§ 4155. Effect of domestication
(a) When a domestication takes effect:
(1) the domesticated company is for all purposes the company that existed before the domestication;
(2) all property owned by the domesticating company remains vested in the domesticated
company;
(3) all debts, obligations, or other liabilities of the domesticating company continue
as debts, obligations, or other liabilities of the domesticated company;
(4) an action or proceeding pending by or against a domesticating company may be continued
as if the domestication had not occurred;
(5) except as prohibited by other law, all of the rights, privileges, immunities, powers,
and purposes of the domesticating company remain vested in the domesticated company;
(6) except as otherwise provided in the plan of domestication, the terms and conditions
of the plan of domestication take effect; and
(7) except as otherwise agreed, the domestication does not dissolve a domesticating limited
liability company for the purposes of subchapter 7 of this chapter.
(b)(1) A domesticated company that is a foreign limited liability company consents to the
jurisdiction of the courts of this State to enforce any debt, obligation, or other
liability owed by the domesticating company, if, before the domestication, the domesticating
company was subject to suit in this State on the debt, obligation, or other liability.
(2) A domesticated company that is a foreign limited liability company and not authorized
to transact business in this State appoints the Secretary of State as its agent for
service of process for purposes of enforcing a debt, obligation, or other liability
under this subsection.
(3) Service on the Secretary of State under this subsection must be made in the same manner
and has the same consequences as in section 4010 of this title.

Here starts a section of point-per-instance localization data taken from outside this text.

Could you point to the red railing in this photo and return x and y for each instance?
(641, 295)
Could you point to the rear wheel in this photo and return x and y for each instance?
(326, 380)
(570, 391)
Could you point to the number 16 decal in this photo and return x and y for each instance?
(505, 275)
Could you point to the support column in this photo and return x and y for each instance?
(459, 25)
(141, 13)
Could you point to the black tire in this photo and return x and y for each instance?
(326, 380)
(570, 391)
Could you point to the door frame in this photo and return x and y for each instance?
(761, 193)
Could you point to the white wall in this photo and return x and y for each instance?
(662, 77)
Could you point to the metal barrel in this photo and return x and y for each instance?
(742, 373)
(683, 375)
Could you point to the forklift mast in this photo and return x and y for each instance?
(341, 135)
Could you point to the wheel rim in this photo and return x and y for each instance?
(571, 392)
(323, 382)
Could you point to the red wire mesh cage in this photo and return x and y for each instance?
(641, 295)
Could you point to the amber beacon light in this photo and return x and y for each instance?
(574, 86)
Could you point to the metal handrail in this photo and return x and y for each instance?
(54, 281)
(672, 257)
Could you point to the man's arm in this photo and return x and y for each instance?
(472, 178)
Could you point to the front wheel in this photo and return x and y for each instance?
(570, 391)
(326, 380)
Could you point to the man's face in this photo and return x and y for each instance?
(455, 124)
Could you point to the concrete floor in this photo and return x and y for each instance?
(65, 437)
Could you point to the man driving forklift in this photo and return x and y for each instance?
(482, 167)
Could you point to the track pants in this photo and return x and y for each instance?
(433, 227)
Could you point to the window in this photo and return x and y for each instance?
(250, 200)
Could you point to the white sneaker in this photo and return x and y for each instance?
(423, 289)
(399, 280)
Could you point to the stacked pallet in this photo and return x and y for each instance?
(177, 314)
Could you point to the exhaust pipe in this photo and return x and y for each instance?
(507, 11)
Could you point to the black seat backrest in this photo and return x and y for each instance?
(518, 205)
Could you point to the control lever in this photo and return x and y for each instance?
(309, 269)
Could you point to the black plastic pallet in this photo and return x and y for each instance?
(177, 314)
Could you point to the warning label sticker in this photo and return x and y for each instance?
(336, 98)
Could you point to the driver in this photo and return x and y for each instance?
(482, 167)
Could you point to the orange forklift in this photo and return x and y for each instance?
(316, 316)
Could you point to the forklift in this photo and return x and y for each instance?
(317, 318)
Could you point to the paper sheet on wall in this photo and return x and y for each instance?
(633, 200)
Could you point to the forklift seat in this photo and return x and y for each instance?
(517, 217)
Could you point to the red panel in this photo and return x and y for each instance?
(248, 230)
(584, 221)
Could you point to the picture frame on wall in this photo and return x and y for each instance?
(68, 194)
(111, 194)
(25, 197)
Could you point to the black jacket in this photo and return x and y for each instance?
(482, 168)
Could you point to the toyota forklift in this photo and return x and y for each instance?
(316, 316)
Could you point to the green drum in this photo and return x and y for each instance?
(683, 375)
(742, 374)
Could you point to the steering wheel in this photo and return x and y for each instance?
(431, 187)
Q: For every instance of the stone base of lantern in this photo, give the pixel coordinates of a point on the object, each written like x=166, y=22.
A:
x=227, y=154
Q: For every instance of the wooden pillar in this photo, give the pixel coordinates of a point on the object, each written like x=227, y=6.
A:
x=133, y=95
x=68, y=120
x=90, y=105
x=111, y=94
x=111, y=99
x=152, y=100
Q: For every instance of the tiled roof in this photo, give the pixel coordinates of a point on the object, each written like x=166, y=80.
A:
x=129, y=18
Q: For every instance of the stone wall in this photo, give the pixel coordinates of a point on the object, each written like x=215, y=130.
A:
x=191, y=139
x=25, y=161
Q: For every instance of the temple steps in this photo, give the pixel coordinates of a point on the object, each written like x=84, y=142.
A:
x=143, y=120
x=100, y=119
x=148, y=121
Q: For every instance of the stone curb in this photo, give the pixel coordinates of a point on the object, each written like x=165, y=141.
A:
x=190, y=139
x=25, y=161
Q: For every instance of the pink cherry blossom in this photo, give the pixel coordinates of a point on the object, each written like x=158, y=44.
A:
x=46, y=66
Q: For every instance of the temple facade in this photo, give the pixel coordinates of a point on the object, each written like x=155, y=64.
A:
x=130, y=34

(c) If a limited liability company has adopted and approved a plan of domestication under
section 4152 of this title providing for the company to be domesticated in a foreign jurisdiction, a statement
surrendering the company’s certificate of organization must be delivered to the Secretary
of State for filing, setting forth:
(1) the name of the company;
(2) a statement that the certificate of organization is being surrendered in connection
with the domestication of the company in a foreign jurisdiction;
(3) a statement the domestication was approved as required by this title; and
(4) the jurisdiction of formation of the domesticated foreign limited liability company. (Added 2015, No. 17, § 2.)